Gibson’s book contains 14 chapters comprehensively designed from research-based, practice-focused and policy-based perspectives. Intimate partner violence can impact anyone regardless of race, ethnicity, sexual orientation, education, religious affiliation or economic status, she said.
“As a social work professor, teaching about Intimate partner violence and experiencing it up close and personal was unfathomable,” Gibson said. “The responses from the first responders and the school administrators were surprisingly insensitive, naive and stereotypical. Shortly after my son’s childhood friend was intentionally run over and killed at 25 by his college sweetheart (charged with vehicular homicide) a couple of years later, I knew that I was obligated to address the issue and started my quest to do so via this publication,” Gibson said.
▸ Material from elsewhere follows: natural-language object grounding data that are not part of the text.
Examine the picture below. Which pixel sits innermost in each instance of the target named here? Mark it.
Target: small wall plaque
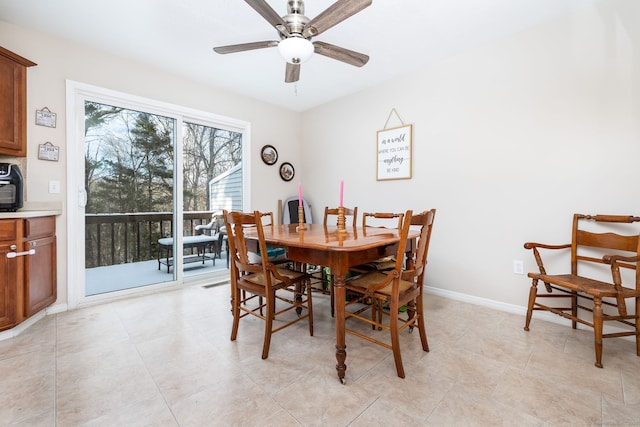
(46, 118)
(48, 151)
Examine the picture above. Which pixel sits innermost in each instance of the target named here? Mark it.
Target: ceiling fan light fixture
(295, 50)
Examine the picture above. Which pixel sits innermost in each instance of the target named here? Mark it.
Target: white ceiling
(178, 36)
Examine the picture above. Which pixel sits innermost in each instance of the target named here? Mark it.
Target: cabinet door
(12, 107)
(40, 275)
(8, 287)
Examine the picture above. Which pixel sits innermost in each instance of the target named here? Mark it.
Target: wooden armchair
(597, 244)
(401, 286)
(255, 286)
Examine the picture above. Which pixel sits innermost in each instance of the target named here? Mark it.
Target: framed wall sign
(46, 118)
(394, 153)
(48, 151)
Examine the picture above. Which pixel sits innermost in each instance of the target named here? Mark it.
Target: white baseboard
(517, 309)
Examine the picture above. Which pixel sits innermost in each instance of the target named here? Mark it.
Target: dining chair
(333, 212)
(398, 287)
(256, 286)
(603, 273)
(380, 219)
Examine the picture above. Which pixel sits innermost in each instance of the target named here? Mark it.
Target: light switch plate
(54, 187)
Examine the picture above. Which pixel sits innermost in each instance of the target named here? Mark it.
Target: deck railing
(112, 239)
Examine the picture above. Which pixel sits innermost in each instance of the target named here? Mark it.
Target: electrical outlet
(518, 266)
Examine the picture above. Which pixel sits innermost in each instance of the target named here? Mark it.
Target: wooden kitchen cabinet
(28, 281)
(13, 103)
(40, 277)
(9, 273)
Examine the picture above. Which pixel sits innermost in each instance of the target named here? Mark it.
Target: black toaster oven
(11, 184)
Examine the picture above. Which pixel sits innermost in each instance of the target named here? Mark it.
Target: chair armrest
(611, 259)
(536, 255)
(617, 261)
(532, 245)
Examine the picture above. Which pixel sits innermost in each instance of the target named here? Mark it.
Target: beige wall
(509, 141)
(59, 60)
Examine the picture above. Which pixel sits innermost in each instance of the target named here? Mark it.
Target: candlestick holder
(301, 226)
(342, 228)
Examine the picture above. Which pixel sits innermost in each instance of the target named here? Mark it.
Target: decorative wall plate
(269, 154)
(286, 171)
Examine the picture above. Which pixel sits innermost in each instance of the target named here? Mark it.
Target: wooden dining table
(325, 246)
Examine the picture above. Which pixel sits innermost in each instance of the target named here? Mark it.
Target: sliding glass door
(134, 228)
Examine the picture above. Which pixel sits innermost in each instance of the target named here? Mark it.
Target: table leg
(339, 295)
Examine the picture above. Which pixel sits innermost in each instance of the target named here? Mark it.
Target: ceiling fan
(296, 30)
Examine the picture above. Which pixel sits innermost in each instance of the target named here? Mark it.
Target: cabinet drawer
(38, 227)
(8, 230)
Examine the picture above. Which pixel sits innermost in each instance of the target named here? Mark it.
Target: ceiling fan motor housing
(295, 20)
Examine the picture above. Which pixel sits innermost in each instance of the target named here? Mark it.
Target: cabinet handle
(15, 254)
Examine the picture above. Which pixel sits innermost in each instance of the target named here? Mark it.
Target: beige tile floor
(166, 360)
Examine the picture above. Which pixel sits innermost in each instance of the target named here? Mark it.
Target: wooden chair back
(376, 219)
(608, 243)
(237, 223)
(416, 264)
(353, 213)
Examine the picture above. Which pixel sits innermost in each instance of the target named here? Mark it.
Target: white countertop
(23, 213)
(33, 210)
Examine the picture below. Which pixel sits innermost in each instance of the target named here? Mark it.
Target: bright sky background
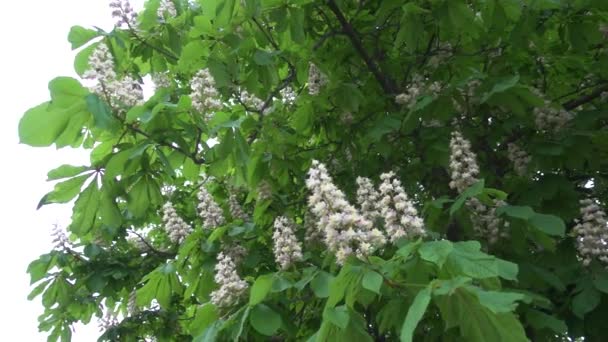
(34, 50)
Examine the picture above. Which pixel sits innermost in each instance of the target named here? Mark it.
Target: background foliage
(493, 65)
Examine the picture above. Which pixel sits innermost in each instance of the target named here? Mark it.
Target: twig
(386, 83)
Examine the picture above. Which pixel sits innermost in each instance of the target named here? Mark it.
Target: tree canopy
(332, 170)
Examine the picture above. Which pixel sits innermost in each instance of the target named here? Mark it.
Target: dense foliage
(332, 170)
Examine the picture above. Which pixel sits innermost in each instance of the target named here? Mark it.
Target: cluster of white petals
(592, 233)
(346, 231)
(316, 80)
(161, 80)
(236, 210)
(132, 308)
(123, 13)
(368, 198)
(232, 287)
(205, 96)
(166, 9)
(416, 88)
(288, 95)
(108, 320)
(120, 93)
(175, 226)
(251, 101)
(519, 158)
(486, 221)
(287, 248)
(264, 191)
(463, 163)
(60, 239)
(209, 210)
(401, 218)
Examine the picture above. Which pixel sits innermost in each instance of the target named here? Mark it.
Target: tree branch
(586, 98)
(387, 84)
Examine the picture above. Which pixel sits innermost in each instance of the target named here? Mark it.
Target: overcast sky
(34, 50)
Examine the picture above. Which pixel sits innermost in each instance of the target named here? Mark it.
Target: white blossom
(123, 13)
(175, 226)
(209, 210)
(161, 80)
(287, 248)
(401, 219)
(236, 210)
(60, 239)
(368, 198)
(519, 158)
(316, 80)
(592, 233)
(232, 287)
(463, 163)
(346, 231)
(166, 9)
(205, 96)
(288, 95)
(132, 308)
With the release of this book, Gibson aims to educate, inform and inspire survivors using real-world truths ranging from stories of intimate partner violence survivors, mental and behavioral health signifiers and the influences of culture and reality television.
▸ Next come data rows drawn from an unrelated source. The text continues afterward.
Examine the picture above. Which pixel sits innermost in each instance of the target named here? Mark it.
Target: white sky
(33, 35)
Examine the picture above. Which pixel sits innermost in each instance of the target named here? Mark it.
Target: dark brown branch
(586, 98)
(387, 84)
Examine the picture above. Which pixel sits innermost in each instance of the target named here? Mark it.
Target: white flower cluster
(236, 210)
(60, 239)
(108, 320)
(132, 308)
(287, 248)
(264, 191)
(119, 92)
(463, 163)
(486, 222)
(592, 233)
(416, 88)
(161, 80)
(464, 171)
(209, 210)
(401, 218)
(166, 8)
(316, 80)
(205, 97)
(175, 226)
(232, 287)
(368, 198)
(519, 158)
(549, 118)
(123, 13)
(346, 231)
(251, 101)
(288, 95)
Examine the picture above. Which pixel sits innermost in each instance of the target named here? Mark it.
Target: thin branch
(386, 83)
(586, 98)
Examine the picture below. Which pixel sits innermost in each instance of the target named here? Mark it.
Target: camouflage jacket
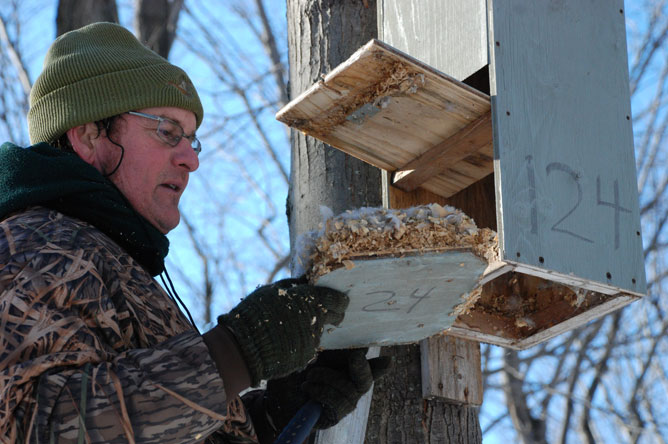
(93, 350)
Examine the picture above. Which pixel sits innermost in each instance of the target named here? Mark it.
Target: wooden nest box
(530, 107)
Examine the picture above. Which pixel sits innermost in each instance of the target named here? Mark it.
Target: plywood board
(449, 35)
(401, 300)
(566, 181)
(387, 108)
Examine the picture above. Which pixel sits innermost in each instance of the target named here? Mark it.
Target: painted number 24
(559, 225)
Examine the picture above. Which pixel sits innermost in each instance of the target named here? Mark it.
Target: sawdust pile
(378, 232)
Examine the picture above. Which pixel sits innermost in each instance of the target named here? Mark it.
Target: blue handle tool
(301, 424)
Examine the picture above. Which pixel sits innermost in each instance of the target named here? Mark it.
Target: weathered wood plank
(400, 300)
(449, 35)
(474, 138)
(387, 108)
(451, 370)
(566, 177)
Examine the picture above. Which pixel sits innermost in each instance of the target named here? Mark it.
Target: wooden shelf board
(395, 112)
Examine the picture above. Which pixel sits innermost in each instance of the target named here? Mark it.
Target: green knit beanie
(99, 71)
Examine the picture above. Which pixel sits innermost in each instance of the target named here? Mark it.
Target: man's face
(152, 174)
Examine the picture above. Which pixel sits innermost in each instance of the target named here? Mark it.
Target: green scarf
(46, 176)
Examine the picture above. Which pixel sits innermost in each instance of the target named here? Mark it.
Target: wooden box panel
(395, 112)
(567, 201)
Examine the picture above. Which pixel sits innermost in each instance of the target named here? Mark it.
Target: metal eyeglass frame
(194, 141)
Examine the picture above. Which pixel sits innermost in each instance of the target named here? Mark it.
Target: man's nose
(185, 155)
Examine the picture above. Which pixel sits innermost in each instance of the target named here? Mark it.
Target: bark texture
(399, 414)
(321, 35)
(73, 14)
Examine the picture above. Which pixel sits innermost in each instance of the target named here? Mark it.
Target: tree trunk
(321, 35)
(73, 14)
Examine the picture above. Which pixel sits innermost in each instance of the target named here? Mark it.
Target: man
(92, 349)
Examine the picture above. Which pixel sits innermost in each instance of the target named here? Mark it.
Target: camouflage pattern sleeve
(92, 349)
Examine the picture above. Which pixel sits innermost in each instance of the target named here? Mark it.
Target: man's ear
(84, 140)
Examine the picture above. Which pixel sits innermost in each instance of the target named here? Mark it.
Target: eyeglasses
(170, 132)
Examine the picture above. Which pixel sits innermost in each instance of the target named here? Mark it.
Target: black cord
(171, 291)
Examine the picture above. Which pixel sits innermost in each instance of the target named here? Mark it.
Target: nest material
(378, 232)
“Intimate partner violence (IPV) is more prevalent with our children, adolescents, K-12 and young adult college-age students more than society is aware,” Gibson said. “Over the past 16 years, I have had an opportunity to interact with students from all walks of life and realized after this direct experience that the stories that I hear could easily result in the same tragedy that my son’s friend succumbed to.
“You can’t give what you don’t have and you can’t teach what you don’t know but I can assure you that love does not hurt,” Gibson added.
Domestic violence is prevalent. Exposure and education of this issue is needed. Promoting initiatives that address public health issues is a start to making a difference. The book shares research about what IPV entails and what to be aware of.
“I really wish people would be as concerned and willing to make a change over the public health issues,” said FAMU alumni Lamar Lane. “My longest relationship of four years was abusive. My best advice is know what abuse is and do not be afraid to speak about it or seek help.”
Gibson advises students: “Surround yourself with people who are going to lift you up, not destroy your dreams and aspirations and make deposits into your wellbeing instead of withdrawals.”
Gibson said she plans to write a follow up book titled: “Intimate Partner Violence and the Modern Day Church: Get Out of the Boat (A Unique lesson in Culture, Values and Ethics).”